For over a hundred years, Christians throughout the world have gathered to pray for Christian unity. To witness to other Christians and to the world, they mark January 18 – 25 of each year as the Week of Prayer for Christian Unity. As we prepare to celebrate the 2010 Week of Prayer in the parishes and schools of our Archdiocese, I call to your attention both the Church’s three major divisions that occurred around the years 500, 1000 and 1500, and the successful efforts over the past two decades to mend these centuries-old doctrinal divisions within the Church, the Body of Christ.
- In the late 400’s, the Assyrian Church of the East fell out of communion with the church in Rome, due, in part, to different doctrinal understandings of christology, the doctrine of the Incarnation on the divinity and humanity of Jesus Christ. In 1994, Pope John Paul II and Patriarch Mar Dinkha IV of the Assyrian Church of the East proclaimed their common faith in the mystery of the Incarnation.
- In the early 1000’s, the Orthodox (Eastern or Greek) Church grew apart from the Catholic (Western or Latin) Church, following different doctrinal understandings of the Holy Spirit, including the addition of the filioque to the Creed by the Catholic Church. In 2000, in an official Catholic document, Dominus Iesus, the filioque (Son) in the Creed was excluded, as it is in the Orthodox Churches.

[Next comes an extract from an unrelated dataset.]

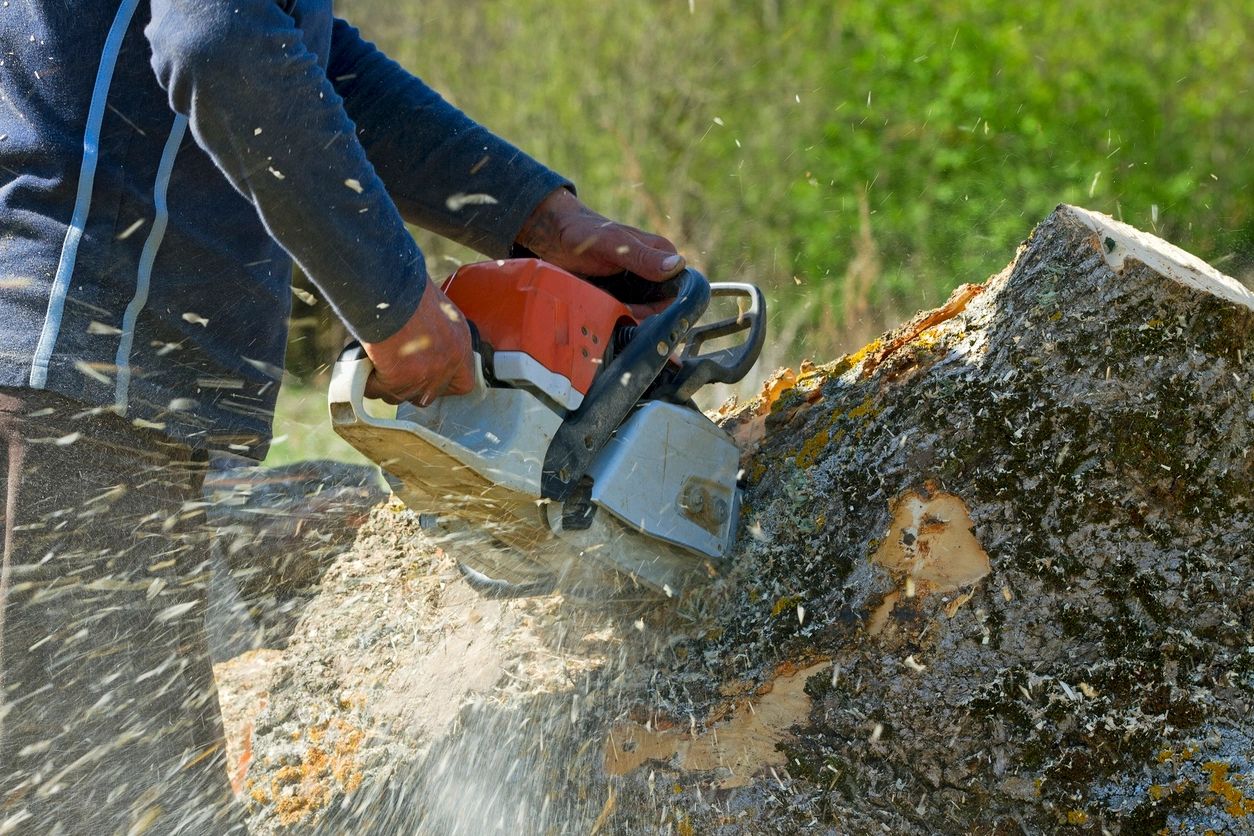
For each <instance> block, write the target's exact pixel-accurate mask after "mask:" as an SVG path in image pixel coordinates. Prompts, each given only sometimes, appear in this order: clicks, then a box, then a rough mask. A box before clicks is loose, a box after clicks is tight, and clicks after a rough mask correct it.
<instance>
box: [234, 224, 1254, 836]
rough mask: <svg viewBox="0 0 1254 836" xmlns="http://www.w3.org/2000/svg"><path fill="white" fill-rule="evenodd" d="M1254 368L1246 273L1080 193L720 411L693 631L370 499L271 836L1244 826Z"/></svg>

- In the 1500's, the Protestant Reformation resulted from internal Catholic disagreements on faith and works in the doctrine of justification in Jesus Christ. In 1999, the Joint Declaration on the Doctrine of Justification, signed by the Catholic Church and the Lutheran World Federation, and affirmed by the World Methodist Council in 2006, identifies a consensus on a common understanding that by grace alone, in faith in Christ’s saving work and by the Holy Spirit, we are equipped and called to good works.
These three movements of the Holy Spirit are reasons to offer prayers of thanksgiving and of petition for churches to continue to move toward full communion. We can pray personally, communally, and by initiating or continuing ways to come together with our neighboring churches during the Week of Prayer for Christian Unity this January. Printed resource materials in English and Spanish for the 2010 Week of Prayer can be found at www.geii.org/wpcu_index.htm and you may contact our office at 312-534-5325 or email@example.com to discuss further ways to accomplish this.
May our prayers at the beginning of the second decade of the third millennium of the Incarnation lead to many more reasons to celebrate – and pray for – an ecumenical third millennium.